Community Preservation Act Began on Cape Cod
The Community Preservation Fund
59 Town Hall Square
Falmouth, Mass 02540
Tel: 508-495-7436
Fax: 508-457-2511
Email: cpfund@falmouthma.gov
By Eric Turkington
The Community Preservation Fund may be ten years old in Falmouth in 2015, but its roots actually began twenty years before that. And that part of its history, too, began in Falmouth.
It all began in 1985, with The 300 committee, and its goal of acquiring 300 acres for the town’s 300th anniversary. Preserving open space turned out to be wildly successful – in ten years the town’s voters only rejected one proposed acquisition -- but the process was cumbersome – each parcel required a 2/3 town meeting vote and a Proposition 2 ½ override at the ballot.
Other Cape towns were encountering the same problem, and in 1994 a group from across the Cape got together to advocate for a better way of buying land for protected open space.
What we came up with was the Cape Cod Land Bank. That effort began with a non-binding referendum in all fifteen Cape towns in 1995 – asking, would people support a town land acquisition program funded by a 1 percent deeds excise tax? The vote was a solid “yes.”
Armed with that, we went to the Legislature. Overriding Governor Cellucci’s veto and the strong opposition of the real estate lobby, we got the Cape Cod Land Bank passed – but not before the opponents had succeeded in amending the bill with a poison pill – making the seller pay the 1 percent deeds excise tax, not the buyer.
It went to the ballot in a Capewide special election in early 1998. The Realtors campaigned against the Land Bank. They ran radio and print ads portraying old folks unable to afford retirement because they had to pay a deed excise tax. They said they were all for a land bank, just not one funded this way. And they won.
So after the election, we went to them and said – OK, if you’re really for a land bank, how about funding it with a property tax surcharge – an idea they themselves had put on the table in earlier negotiations? After some internal debate, they agreed, and together with the Realtors we went back to the legislature with a new funding plan – a 3 percent property tax surcharge, solely for open space protection. To sweeten the offer, the state offered a $15 million match. We went to the ballot with that plan in November 1998, and it won in all fifteen Cape towns.
What’s this got to do with the Community Preservation Act? Everything.
Senator Bob Durand had been trying for years to get a Community Preservation Act, for open space, community housing, and historic preservation, through the legislature, with no success.
What he saw working on Cape Cod was a formula that both the legislature and town voters would support: a surcharge on the local property tax, voted at the ballot box, with a state match, and a local appointed committee, making recommendations to town meeting.

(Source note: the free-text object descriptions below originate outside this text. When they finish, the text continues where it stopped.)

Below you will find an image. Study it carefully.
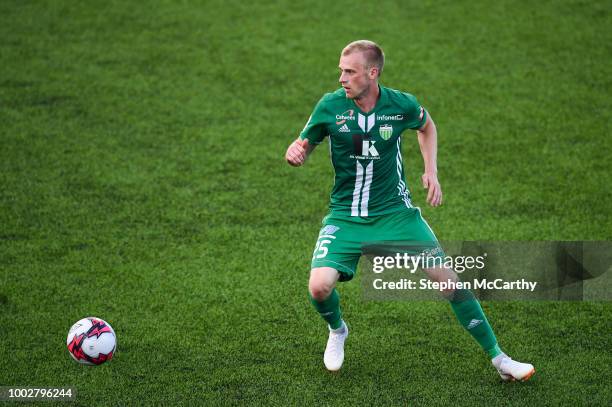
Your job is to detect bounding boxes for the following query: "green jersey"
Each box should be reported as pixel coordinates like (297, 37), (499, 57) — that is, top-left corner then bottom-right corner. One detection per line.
(300, 85), (427, 217)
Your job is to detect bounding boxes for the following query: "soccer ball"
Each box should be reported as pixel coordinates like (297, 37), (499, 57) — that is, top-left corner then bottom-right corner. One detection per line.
(66, 317), (116, 365)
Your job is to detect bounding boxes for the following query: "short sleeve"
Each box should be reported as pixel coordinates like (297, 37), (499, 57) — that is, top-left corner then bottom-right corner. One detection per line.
(401, 93), (427, 130)
(299, 96), (329, 145)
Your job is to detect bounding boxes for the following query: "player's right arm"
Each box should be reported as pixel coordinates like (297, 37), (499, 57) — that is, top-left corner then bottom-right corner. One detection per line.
(285, 138), (314, 166)
(285, 95), (329, 167)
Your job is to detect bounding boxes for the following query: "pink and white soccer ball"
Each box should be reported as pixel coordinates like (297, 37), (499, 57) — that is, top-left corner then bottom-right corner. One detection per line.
(66, 317), (116, 365)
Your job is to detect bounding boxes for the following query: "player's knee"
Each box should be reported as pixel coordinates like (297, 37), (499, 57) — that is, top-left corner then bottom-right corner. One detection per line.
(425, 266), (459, 299)
(308, 268), (337, 301)
(308, 279), (333, 301)
(309, 287), (331, 302)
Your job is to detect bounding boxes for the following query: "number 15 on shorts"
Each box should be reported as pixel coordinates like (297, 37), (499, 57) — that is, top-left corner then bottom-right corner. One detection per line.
(313, 238), (333, 259)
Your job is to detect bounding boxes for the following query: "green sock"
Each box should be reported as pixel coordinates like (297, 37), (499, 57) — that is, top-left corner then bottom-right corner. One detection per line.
(450, 289), (502, 358)
(309, 289), (342, 330)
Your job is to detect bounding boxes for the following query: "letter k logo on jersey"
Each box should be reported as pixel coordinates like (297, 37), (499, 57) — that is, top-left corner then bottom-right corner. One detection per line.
(362, 140), (379, 157)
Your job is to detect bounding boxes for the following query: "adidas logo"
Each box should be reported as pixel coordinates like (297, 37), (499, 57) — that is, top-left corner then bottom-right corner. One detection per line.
(339, 124), (350, 133)
(467, 319), (483, 329)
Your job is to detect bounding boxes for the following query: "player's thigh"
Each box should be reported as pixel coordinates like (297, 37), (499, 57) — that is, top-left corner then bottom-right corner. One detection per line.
(372, 208), (446, 272)
(310, 221), (361, 282)
(375, 208), (440, 243)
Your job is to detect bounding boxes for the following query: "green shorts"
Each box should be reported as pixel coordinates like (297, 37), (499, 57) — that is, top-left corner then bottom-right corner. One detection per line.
(310, 208), (442, 282)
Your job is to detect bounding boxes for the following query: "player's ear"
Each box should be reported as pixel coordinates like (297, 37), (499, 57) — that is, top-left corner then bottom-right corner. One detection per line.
(369, 67), (378, 79)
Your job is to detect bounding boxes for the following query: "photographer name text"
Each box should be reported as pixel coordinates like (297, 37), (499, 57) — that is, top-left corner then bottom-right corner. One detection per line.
(372, 278), (538, 292)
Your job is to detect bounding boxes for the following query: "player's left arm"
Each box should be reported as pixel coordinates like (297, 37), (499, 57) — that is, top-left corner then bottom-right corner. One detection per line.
(417, 114), (442, 207)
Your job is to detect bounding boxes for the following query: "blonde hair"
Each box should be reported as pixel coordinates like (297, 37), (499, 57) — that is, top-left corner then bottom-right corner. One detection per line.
(342, 40), (385, 77)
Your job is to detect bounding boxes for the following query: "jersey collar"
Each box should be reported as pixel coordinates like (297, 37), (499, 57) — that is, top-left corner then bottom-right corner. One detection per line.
(348, 84), (389, 114)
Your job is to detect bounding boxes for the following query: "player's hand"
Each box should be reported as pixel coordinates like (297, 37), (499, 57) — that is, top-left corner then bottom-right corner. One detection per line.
(285, 138), (309, 167)
(422, 172), (442, 207)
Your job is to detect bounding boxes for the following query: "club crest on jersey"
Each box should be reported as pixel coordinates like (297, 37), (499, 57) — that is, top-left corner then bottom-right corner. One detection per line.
(379, 124), (393, 140)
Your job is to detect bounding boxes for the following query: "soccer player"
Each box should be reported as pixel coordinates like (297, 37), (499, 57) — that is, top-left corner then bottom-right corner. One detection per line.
(285, 40), (535, 381)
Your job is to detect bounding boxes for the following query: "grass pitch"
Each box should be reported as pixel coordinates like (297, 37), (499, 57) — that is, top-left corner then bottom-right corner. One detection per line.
(1, 0), (611, 405)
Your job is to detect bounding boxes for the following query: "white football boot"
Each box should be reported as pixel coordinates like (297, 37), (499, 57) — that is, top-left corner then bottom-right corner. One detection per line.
(494, 355), (535, 382)
(323, 321), (348, 371)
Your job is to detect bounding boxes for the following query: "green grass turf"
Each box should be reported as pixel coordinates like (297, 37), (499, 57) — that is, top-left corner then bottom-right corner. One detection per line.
(1, 0), (611, 405)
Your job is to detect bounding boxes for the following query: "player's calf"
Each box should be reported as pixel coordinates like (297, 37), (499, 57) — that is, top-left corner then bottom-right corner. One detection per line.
(308, 267), (343, 330)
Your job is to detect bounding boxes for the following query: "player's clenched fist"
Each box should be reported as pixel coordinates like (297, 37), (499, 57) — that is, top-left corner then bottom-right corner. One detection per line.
(285, 138), (309, 167)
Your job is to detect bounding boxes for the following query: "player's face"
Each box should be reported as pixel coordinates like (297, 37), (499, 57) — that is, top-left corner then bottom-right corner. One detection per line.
(339, 52), (375, 100)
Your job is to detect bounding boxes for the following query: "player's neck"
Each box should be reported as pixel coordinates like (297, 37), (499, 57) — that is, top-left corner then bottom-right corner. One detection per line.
(354, 84), (380, 113)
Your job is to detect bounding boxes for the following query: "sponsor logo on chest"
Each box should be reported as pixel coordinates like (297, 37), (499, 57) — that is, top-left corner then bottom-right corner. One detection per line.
(377, 114), (403, 121)
(350, 135), (380, 160)
(335, 109), (355, 125)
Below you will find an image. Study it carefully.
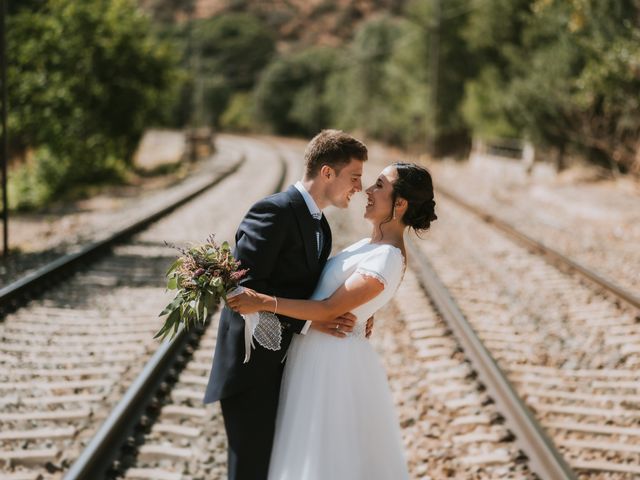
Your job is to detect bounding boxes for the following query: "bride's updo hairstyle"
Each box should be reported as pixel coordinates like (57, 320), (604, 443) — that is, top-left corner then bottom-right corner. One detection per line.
(391, 162), (437, 232)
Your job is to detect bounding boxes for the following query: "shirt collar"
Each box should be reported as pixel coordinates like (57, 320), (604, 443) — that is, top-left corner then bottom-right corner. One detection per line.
(294, 181), (322, 219)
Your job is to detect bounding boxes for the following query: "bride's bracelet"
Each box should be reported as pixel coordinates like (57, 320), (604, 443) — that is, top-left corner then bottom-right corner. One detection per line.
(272, 295), (278, 315)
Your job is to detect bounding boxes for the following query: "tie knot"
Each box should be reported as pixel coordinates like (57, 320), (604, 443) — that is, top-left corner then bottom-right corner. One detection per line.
(312, 213), (322, 221)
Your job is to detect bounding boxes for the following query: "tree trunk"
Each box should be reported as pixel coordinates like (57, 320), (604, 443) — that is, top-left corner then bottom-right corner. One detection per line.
(555, 143), (566, 172)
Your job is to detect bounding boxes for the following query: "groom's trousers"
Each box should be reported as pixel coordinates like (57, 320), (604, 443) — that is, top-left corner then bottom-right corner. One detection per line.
(220, 368), (283, 480)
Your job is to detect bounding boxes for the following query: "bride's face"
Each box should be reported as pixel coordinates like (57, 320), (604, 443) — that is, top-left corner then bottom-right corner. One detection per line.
(364, 166), (398, 222)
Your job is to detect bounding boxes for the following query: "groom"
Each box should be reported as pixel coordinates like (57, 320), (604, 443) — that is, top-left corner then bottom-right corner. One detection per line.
(204, 130), (369, 480)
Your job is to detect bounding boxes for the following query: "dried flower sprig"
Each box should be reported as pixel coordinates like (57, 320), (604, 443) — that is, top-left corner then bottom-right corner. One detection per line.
(155, 235), (248, 341)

In the House, Speaker Tom Finneran had been key to the Land Bank’s success, and as negotiations around the Community Preservation Act progressed, the negotiators would go to him and he always would say, “make it like the Cape Cod Land Bank.”
They did, and so in 2000 the Community Preservation Act, modeled after the Cape Cod Land Bank, became law.
At the same time the Cape’s Land Bank committees had done exactly what we wanted them to do – buy as much land as quickly as possible, and bond over twenty years to pay for it. In the end, they bought over 4,500 acres for $150 million. So by 2003 most Cape towns had committed most of their land bank property tax revenue streams to paying the interest and principal on those bonds.
In its first several years, the Community Preservation Act had relatively few communities involved and so the yearly state match was 100 percent – dollar for dollar. And they were looking for communities to join in. Senator Rob O’Leary and I and others in the Cape delegation looked to see how we could make this work for Cape Cod.
To his great credit, Rob negotiated the deal of the century for Cape Cod towns –they could join the CPA, convert their 3 percent land bank surcharge – money they had, for all practical purposes, already spent - to a CPA surcharge, and be eligible for the CPA matching funds. This was the greatest no brainer in the history of earth, and in 2005 Falmouth, and every Cape town, voted to join the CPA.
The happy result? In the ten years since Community Preservation Act matching money started flowing to Falmouth, the town has received almost $12 million for expenditure on open space, community housing, historic preservation, and more recently, recreation. By way of comparison the town received $13.7 million in local aid from the state in that same time period.
At a time when Cape towns often complain about being shortchanged by the state funding formulas, the Community Preservation Act is one very happy exception.
And it is worth remembering, it all began here on Cape Cod.